Открывавшийся вид был обрамлен справа высоким мрачным домом, к которому вплотную примыкала стена сада.
А теперь самое время дать, хотя бы приблизительно, топографические координаты окна, освещавшего бедную комнатенку Поля Лабра. Оно выходило на тыльную сторону домов по Иерусалимской улице, там, где она сходилась с набережной Орфевр. Сад, что был внизу, принадлежал Префектуре, управлению полиции, здания которого тянулись справа до церкви Сент-Шапель.
Прямой, как стрела, была улица Арле-де-Пале.
Сама же комната Поля Лабра находилась в пристройке к известной уже нам башне на углу Иерусалимской улицы и набережной Орфевр, одной из любопытнейших набережных Парижа.
Ничего этого теперь не сохранилось. Старинные места этого квартала можно сейчас увидеть только на фотографиях из коллекции, созданной по указанию месье Буателя. Лучшие снимки до сих пор хранятся у архивариуса Префектуры.
В 1834 году, с которого начинается наша история, башня, пристройка и примыкающий дом под № 3 по Иерусалимской улице принадлежали трактирщику Буавену. Имя его было достаточно широко известно среди бесцеремонных представителей парижских низов.
Папаша Буавен, конечно, не был ни историком, ни археологом, но гордился не меньше своей старой башней, бывшей когда-то частью фортификационных сооружений дворца, чем некогда владельцы не существующего сегодня великолепного здания.
Он с гордостью показывал всем следы от бургундских ядер, оставшихся в стене башни. Правда, при этом он точно не знал, в каком веке произошел этот обстрел.

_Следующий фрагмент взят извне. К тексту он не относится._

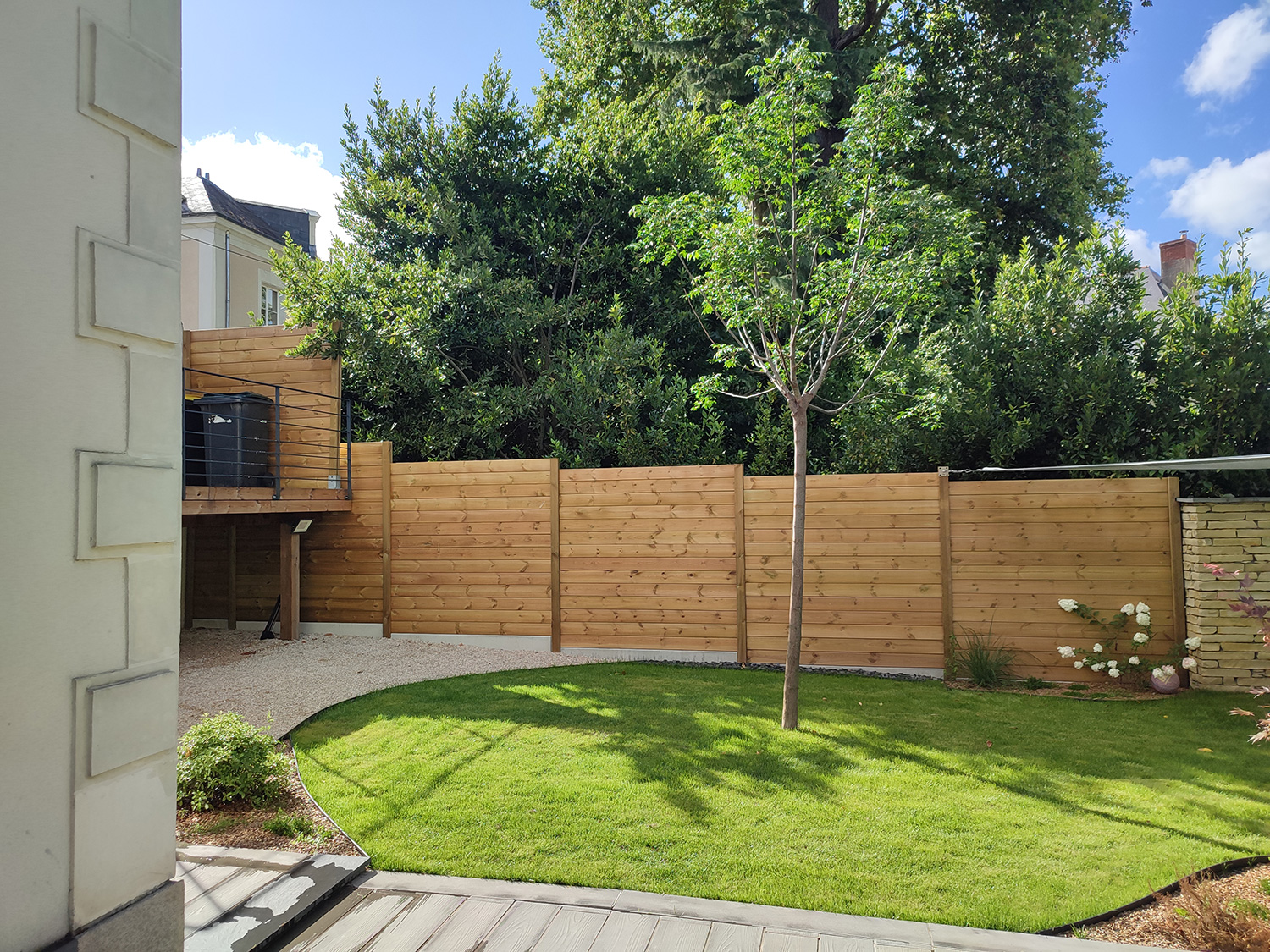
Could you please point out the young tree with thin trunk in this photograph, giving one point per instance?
(812, 268)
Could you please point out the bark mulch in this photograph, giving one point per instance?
(239, 825)
(1158, 923)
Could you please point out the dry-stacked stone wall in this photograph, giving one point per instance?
(1236, 535)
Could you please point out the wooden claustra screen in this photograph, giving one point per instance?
(472, 548)
(648, 558)
(1021, 545)
(873, 581)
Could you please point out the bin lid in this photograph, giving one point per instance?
(244, 398)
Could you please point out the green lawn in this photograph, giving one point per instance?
(889, 801)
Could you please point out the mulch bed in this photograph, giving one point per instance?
(1157, 923)
(1091, 692)
(239, 824)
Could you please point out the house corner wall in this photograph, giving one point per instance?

Но зато он совершенно точно знал, что Буало-Депрео родился в соседнем доме, в доме каноника. «Буало – Буавен, почти что в рифму» – любил повторять трактирщик.

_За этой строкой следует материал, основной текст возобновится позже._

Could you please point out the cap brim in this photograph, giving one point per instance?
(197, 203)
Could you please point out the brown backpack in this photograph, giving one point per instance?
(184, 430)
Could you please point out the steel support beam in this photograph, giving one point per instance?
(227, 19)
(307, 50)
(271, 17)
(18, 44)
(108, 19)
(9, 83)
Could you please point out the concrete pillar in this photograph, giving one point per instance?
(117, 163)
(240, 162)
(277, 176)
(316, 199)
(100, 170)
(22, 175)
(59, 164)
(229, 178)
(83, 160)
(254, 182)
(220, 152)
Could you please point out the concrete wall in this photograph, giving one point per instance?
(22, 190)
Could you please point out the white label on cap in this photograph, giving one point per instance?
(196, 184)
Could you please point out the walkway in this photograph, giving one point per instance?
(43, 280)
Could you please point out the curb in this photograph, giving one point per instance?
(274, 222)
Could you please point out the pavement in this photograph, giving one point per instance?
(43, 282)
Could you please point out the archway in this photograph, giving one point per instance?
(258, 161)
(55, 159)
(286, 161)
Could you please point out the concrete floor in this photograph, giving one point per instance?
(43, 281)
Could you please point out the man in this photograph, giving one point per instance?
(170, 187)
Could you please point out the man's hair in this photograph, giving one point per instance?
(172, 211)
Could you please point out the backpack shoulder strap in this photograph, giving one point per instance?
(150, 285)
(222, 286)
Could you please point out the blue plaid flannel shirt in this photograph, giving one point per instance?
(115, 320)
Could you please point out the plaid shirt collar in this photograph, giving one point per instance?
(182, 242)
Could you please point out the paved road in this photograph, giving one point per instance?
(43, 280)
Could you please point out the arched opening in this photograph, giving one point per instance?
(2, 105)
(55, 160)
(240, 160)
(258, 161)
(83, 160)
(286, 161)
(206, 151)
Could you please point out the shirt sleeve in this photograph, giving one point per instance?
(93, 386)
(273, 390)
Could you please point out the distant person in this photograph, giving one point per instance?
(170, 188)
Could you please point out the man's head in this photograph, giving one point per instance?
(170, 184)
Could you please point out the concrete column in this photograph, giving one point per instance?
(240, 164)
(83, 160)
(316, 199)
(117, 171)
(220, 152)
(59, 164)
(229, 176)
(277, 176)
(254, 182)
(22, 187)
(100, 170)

Он также знал, что детство Вольтера прошло рядом от его дома, в здании, где теперь располагалась контора типографии. Как много поэтических судеб было связано с этой крохотной улицей, насчитывающей меньше 15 туазов в длину!

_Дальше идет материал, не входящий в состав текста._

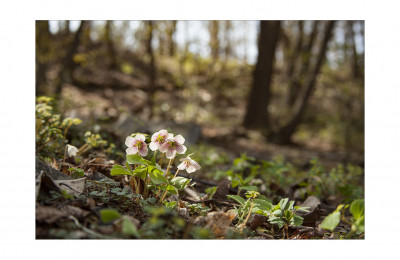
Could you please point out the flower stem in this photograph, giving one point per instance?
(163, 196)
(176, 173)
(248, 215)
(145, 183)
(65, 154)
(169, 164)
(136, 187)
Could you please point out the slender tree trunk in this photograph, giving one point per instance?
(152, 68)
(256, 114)
(214, 40)
(171, 29)
(283, 136)
(43, 38)
(297, 82)
(293, 79)
(110, 45)
(65, 74)
(227, 45)
(351, 42)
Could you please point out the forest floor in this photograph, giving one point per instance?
(97, 204)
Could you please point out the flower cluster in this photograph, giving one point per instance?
(164, 142)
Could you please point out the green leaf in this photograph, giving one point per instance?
(297, 220)
(170, 204)
(235, 183)
(172, 189)
(128, 167)
(119, 170)
(263, 205)
(140, 172)
(331, 221)
(238, 199)
(288, 215)
(157, 178)
(251, 188)
(136, 159)
(276, 220)
(283, 203)
(129, 228)
(153, 168)
(248, 179)
(357, 208)
(304, 209)
(277, 212)
(180, 182)
(291, 205)
(109, 215)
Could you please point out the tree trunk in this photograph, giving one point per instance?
(152, 70)
(296, 83)
(43, 38)
(65, 74)
(351, 41)
(283, 136)
(214, 40)
(256, 114)
(110, 45)
(171, 29)
(228, 46)
(293, 79)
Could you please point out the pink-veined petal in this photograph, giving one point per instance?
(163, 132)
(154, 146)
(190, 168)
(140, 137)
(171, 153)
(181, 149)
(195, 164)
(182, 166)
(179, 139)
(130, 141)
(154, 136)
(143, 150)
(131, 150)
(164, 147)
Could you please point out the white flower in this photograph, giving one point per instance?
(136, 145)
(159, 138)
(173, 146)
(189, 164)
(72, 150)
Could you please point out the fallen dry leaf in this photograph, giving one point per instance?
(218, 221)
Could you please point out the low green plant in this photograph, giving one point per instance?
(197, 209)
(283, 214)
(357, 220)
(51, 129)
(76, 172)
(155, 178)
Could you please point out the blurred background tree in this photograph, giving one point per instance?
(296, 83)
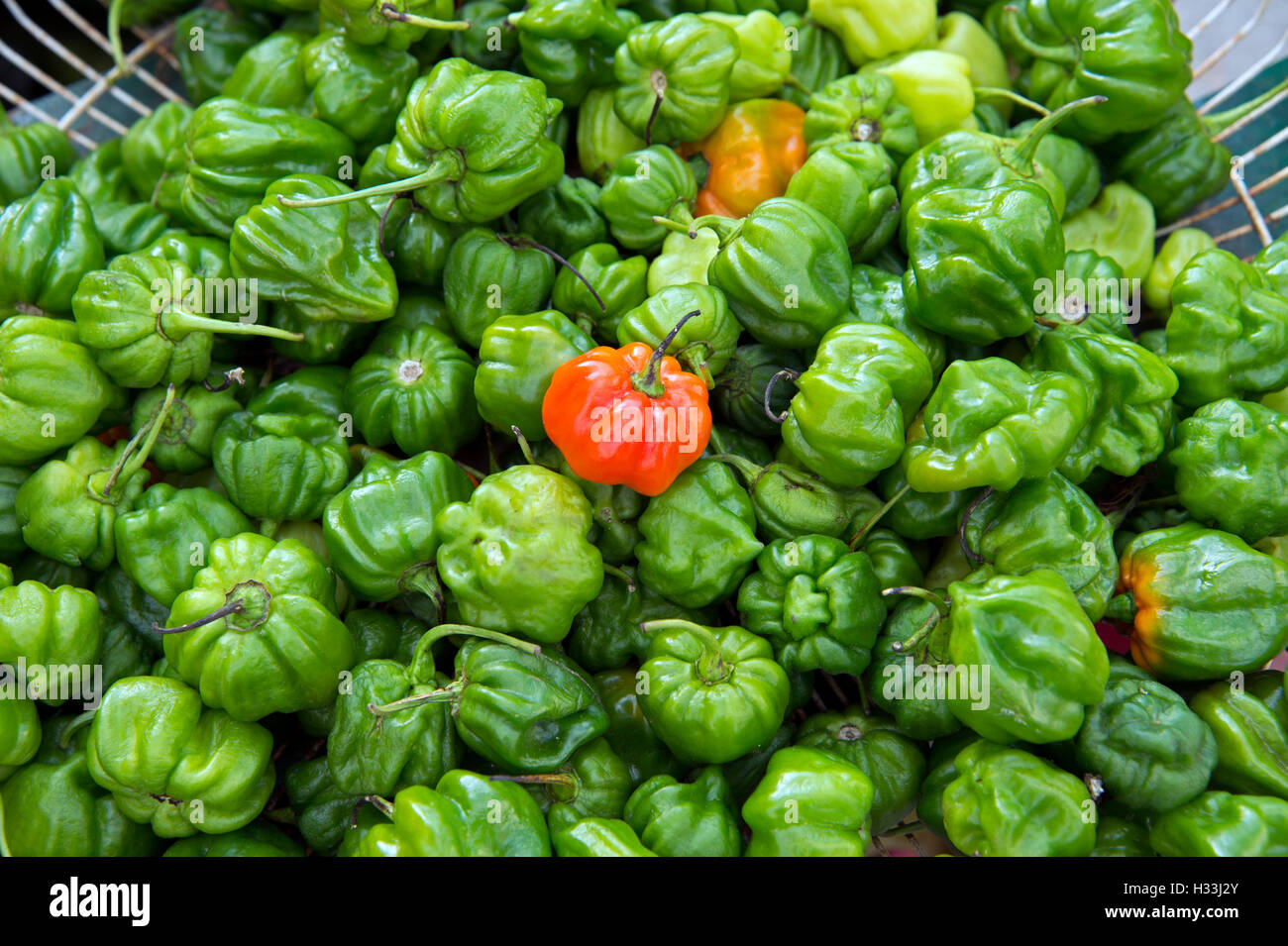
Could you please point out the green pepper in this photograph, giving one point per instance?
(694, 819)
(644, 184)
(53, 808)
(1010, 803)
(786, 270)
(516, 358)
(1203, 604)
(52, 391)
(516, 556)
(413, 387)
(810, 803)
(380, 529)
(1225, 336)
(279, 467)
(1149, 749)
(711, 693)
(674, 77)
(592, 837)
(372, 753)
(283, 592)
(1218, 824)
(171, 762)
(618, 282)
(326, 262)
(123, 222)
(992, 424)
(1250, 727)
(1047, 524)
(31, 155)
(233, 151)
(209, 44)
(699, 537)
(489, 274)
(977, 258)
(1228, 463)
(1137, 58)
(163, 540)
(1043, 661)
(703, 343)
(48, 242)
(468, 815)
(1120, 226)
(818, 604)
(1175, 255)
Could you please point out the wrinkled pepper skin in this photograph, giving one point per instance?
(175, 765)
(699, 537)
(874, 744)
(1046, 663)
(848, 418)
(809, 803)
(1250, 726)
(1150, 751)
(712, 693)
(1010, 803)
(380, 533)
(1207, 605)
(516, 558)
(282, 652)
(818, 604)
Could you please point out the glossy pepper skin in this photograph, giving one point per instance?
(1219, 824)
(518, 358)
(695, 819)
(859, 370)
(1229, 460)
(786, 270)
(413, 387)
(1206, 604)
(325, 262)
(1250, 727)
(175, 765)
(162, 541)
(818, 604)
(1006, 802)
(1048, 524)
(1150, 751)
(232, 152)
(380, 532)
(282, 650)
(1046, 663)
(1225, 338)
(516, 556)
(48, 242)
(975, 257)
(712, 693)
(279, 467)
(992, 424)
(1140, 60)
(684, 60)
(47, 374)
(53, 808)
(467, 815)
(874, 744)
(699, 537)
(809, 803)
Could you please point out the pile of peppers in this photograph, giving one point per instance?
(661, 428)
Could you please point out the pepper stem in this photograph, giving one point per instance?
(647, 381)
(231, 607)
(134, 455)
(876, 516)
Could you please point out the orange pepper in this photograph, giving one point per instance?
(752, 154)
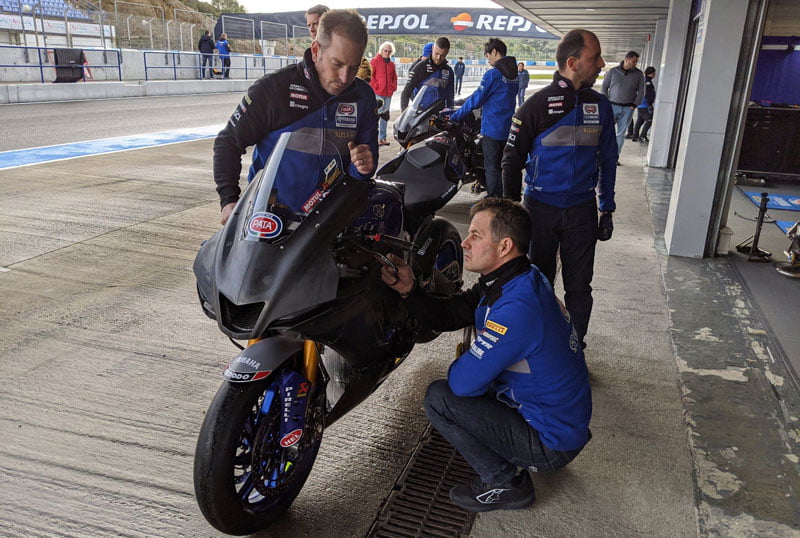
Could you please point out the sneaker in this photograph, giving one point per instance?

Он также прекрасно знал, что в его башне когда-то жили королевский судья по уголовным делам Тардье с женой, два скупца, высмеянные Буало: что они были здесь убиты и что головы несчастных были подвешены к оконной раме на втором этаже. И до сих пор башню часто называли башней Тардье или башней Преступления.
Но Буавен недолюбливал таких людей, как Тардье, королевский судья по уголовным делам, за то, что они не дают спокойно жить добродушным весельчакам.
Но кроме дома каноника, дяди Буало, и особняка, в котором вырос Вольтер, было еще кое-что, чем гордился Буавен: арка Жана Гужона[2] и, конечно, церковь Сент-Шапель. И все здесь, рядом. Трактирщик считал, что такое архитектурно-историческое соседство придавало больше респектабельности его заведению. Он всегда охотно пояснял, что названия Иерусалимской улицы и улицы Назарет пришли до нас от паломников, которые перед отправлением на Святую Землю или после возвращения оттуда имели обыкновение собираться у часовни Сен-Луи, и добавлял:
– Они умирали от жажды, эти бездельники, после своих странствий по безводной пустыне. Сколько же им нужно было подавать, чтоб утолить их жажду. Моя харчевня берет начало от крестовых походов.